La femme dans la musique andalouse

     
     
 

«Cantonnées dans les dérivés de la musique savante, la nouba, les divas de la musique classique algérienne ont fait les frais d’un ordre social qui ne leur reconnaissait pas les mêmes droits que les hommes.» C’est à ce titre que l’œuvre que Beihdja Rahal, entamée depuis 1995, date de la parution en France de son premier CD où elle interprète une nouba, le zidane, prend les allures d’une revanche sur l’histoire.

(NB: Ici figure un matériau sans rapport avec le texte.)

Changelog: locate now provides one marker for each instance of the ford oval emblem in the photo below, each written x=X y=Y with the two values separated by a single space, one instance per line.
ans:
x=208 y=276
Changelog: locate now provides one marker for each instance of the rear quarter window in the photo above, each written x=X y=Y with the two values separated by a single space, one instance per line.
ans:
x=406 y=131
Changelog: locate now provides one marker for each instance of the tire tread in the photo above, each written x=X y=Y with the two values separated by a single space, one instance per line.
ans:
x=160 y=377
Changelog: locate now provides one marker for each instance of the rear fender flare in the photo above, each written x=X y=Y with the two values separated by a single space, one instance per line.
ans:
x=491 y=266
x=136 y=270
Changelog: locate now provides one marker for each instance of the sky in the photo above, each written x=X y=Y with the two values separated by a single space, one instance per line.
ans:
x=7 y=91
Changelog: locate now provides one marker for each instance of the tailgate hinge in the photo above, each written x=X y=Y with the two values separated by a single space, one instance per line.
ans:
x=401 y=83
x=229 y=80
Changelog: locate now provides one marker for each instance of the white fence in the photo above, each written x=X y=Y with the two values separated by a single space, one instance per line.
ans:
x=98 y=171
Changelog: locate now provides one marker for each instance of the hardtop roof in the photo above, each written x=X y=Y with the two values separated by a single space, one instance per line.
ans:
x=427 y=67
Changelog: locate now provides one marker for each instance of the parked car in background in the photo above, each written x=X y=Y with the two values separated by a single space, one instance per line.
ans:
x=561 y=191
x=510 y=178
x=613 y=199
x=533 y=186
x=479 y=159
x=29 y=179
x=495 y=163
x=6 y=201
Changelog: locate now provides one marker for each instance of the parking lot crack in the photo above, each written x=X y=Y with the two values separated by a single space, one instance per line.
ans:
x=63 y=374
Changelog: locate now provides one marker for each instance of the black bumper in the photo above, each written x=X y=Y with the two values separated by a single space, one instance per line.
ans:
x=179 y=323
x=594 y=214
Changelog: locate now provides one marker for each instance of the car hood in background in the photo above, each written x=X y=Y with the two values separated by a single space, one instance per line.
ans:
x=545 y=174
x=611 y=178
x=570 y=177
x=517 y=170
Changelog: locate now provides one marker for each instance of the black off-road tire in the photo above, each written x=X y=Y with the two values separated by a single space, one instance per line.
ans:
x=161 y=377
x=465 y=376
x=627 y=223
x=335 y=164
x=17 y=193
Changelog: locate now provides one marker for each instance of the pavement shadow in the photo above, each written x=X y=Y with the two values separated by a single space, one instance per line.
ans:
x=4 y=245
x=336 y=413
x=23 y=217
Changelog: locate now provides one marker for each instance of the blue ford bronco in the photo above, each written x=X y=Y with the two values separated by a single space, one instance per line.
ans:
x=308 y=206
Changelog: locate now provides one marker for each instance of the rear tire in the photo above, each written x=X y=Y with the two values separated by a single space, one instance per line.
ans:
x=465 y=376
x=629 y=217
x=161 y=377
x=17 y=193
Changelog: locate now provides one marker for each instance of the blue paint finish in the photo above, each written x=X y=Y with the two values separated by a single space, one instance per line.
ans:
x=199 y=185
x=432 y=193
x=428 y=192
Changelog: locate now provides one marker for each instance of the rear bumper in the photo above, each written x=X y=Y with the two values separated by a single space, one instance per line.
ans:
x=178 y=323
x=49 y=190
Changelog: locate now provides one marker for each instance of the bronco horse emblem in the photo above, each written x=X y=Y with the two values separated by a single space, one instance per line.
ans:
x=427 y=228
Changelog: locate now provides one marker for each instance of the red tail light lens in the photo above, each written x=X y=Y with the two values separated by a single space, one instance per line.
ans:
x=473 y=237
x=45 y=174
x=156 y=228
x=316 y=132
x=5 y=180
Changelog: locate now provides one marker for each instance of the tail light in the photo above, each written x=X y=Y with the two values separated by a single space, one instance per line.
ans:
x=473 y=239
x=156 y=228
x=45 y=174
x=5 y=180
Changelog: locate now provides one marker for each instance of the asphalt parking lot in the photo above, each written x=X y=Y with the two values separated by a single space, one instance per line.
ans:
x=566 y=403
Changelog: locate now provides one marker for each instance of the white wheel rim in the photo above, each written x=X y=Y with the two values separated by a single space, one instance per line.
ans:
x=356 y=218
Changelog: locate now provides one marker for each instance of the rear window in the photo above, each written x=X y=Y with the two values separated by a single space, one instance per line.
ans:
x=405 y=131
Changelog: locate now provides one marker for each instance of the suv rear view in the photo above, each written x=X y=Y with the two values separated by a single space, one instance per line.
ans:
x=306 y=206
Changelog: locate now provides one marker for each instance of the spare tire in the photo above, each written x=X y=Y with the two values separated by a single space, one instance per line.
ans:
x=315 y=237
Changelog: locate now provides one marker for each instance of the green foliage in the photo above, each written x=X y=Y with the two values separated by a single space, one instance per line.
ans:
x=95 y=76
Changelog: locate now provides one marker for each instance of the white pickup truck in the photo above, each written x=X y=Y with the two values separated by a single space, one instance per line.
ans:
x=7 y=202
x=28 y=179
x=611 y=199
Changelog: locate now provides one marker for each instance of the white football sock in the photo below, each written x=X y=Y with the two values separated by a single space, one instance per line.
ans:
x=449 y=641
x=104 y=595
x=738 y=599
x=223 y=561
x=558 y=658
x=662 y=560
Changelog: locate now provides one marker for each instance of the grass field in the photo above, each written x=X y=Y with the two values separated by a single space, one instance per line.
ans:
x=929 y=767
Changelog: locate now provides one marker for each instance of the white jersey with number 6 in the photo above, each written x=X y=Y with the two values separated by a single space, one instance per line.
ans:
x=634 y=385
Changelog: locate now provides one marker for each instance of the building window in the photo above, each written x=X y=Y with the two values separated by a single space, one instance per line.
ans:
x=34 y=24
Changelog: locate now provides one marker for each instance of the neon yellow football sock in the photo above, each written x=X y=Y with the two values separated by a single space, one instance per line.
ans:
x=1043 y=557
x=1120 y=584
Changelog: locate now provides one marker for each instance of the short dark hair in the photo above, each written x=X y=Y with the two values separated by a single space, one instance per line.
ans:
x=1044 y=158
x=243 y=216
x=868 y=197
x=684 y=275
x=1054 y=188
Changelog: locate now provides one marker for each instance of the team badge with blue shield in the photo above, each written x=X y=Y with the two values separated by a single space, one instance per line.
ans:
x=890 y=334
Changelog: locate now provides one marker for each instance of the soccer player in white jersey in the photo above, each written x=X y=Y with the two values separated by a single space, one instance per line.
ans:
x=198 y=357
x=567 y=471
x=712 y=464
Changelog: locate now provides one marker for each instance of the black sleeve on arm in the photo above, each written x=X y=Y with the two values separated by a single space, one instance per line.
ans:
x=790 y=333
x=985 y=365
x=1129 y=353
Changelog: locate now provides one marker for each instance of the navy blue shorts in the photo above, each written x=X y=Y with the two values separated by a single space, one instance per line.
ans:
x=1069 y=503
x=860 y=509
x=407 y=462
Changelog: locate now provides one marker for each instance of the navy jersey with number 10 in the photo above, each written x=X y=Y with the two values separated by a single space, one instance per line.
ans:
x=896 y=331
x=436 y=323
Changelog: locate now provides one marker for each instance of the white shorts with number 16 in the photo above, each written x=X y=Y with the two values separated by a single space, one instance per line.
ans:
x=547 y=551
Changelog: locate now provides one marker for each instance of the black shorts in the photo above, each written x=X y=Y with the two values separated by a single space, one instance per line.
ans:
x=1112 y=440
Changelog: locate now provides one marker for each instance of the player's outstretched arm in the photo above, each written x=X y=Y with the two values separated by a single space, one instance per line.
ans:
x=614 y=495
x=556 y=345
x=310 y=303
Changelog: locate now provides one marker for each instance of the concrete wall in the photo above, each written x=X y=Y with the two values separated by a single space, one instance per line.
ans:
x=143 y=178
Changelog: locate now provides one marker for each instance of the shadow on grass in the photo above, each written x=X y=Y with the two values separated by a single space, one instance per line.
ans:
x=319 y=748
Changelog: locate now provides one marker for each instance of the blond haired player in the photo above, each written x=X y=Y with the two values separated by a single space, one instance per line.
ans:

Dimanche dernier, la cantatrice était à la Bibliothèque nationale du Hamma à Alger où elle a donné une communication sur l’image de la femme dans l’art andalou. Devant l’ambassadeur des Etats-Unis en Algérie, accompagné de son épouse, Rahal a conté la femme depuis Aïcha épouse du Prophète Mohamed (Qsssl), connue pour son érudition et sa force de caractère, conseillère juridique et littéraire, pour en venir aux divas que les cylindres phonographiques ont immortalisées au début du siècle dernier, petit détour par les raffinements féminins des salons de Baghdad et de ceux de Grenade en passant.

Femmes d’exception, ces cantatrices l’étaient toutes d’une manière ou d’une autre dans la mesure où l’art n’était pas fait pour elles à cette époque. A l’instar de maâlma Yamna (1859-1933), qui fit ses classes auprès de cheikh Ben Brihmat sous le couvert de femme de ménage. «Contrairement aux hommes, elles n’avaient pas le droit de posséder des cafés traditionnels où les artistes avaient coutume de se réunir,» observe Rahal. Soit, elles s’imposeront comme interprètes et musiciennes à part entière.

Des noms comme Mériem Fekaï (1890-1961), Cheikha Tetma (1891 à Tlemcen-1962 à Alger), Fadhila Dziria (1917-1970), illustre et majestueuse analphabète, «une des plus belles voix du classique algérois,» estime Rahal, Reinette l’Oranaise Daoued (1915 à Tiaret-1998 à Paris), Alice Fetoussi (1919 à Bordj Bou Arréridj-1978 à Paris) seront évoquées aujourd’hui et demain encore.

Epousant une régression qui rebute la cantatrice, Beihdja Rahal observe que les interprètes féminines de l’andalou sont souvent dirigées aujourd’hui par des chefs d’orchestre "mâles". «C’est décevant, lance-t-elle, l’interprète est elle-même chef d’orchestre, une maâlma.»

Hier, Beihdja Rahal a donné un récital à l’auditorium de la Radio algérienne, au 21, boulevard des Martyrs; le mercredi 19 novembre elle sera à la salle El Mougar à Alger; au Théâtre de Lenche à Marseille, en France, les mardi et mercredi 25 et 26 novembre; à Avignon le vendredi 28 novembre à la salle Benoît XII. Bientôt aux Etats-Unis? Dernier tour de séduction, Rahal égrènera des échantillons de la nouba accompagnée de Hamma au luth et de Tarik Hammouch à la kouitra. Elle dirigeait.